Następnie skupię się na harmonogramie pracy w niepełnym wymiarze godzin, pracując przez The Content Hacker z moimi studentami i klientami 1:1. Content Hacker to moja oddolna, organicznie rozwinięta społeczność marketingowców zajmujących się rozwojem, w której uczę i piszę ghostwrite dla klientów wysokiego szczebla (którzy czasami wracają pełnymi kołami, aby pracować z Express Writers, co uwielbiam oglądać).
Na koniec napiszę o wiele więcej książek.
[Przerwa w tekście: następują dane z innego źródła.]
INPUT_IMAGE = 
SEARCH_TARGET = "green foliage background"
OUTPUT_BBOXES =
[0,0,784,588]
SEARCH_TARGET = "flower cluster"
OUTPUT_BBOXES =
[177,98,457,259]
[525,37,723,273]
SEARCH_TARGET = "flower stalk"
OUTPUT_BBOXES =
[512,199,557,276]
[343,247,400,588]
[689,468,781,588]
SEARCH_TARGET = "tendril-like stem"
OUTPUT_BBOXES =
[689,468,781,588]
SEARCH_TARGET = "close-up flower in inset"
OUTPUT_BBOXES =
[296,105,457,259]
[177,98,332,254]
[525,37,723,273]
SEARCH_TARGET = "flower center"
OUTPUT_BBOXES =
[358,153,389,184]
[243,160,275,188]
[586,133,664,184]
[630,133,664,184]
I to nie tylko w gatunku marketingu, chociaż z pewnością będę nadal pisał poradniki dotyczące marketingu i przedsiębiorczości, ponieważ słyszałem od was wiele dobrych rzeczy na temat czterech, które mam. W moim sercu jest, aby dotrzeć do publiczności fikcyjnej YA z serią, o której marzyłem od jakiegoś czasu. Właśnie ogłosiłem premierę nadchodzącej trylogii fabularnej, którą pisałem z przerwami w zeszłym roku, Earth Begins, neozachodniej powieści apokaliptycznej z magicznym drzewem, dwoma różnymi królestwami na ziemi, surowymi, ale zaskakującymi postaciami i fabułą, która sprawi, że będziesz na krawędzi swojego miejsca. Kliknij, aby przeczytać więcej.
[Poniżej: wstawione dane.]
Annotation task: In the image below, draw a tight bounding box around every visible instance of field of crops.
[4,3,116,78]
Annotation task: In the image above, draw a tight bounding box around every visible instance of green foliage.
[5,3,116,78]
Cieszę się, że mogę zapuścić się w więcej tego, co kocham, i wrócić do moich korzeni pisania dla czystej przyjemności tworzenia pięknych treści, które mają znaczenie, wzbogacają życie i karmią duszę. Earth Begins to szczyt wszystkich tych rzeczy i nie mogę się doczekać, aby się z wami tym podzielić. Tutaj znajdziesz się na liście oczekujących.
Do ponownego spotkania w treści. Hasta la vista!
Odwiedź nasz Content Shop i już dziś złóż zamówienie na wysokiej jakości, niestandardowe treści.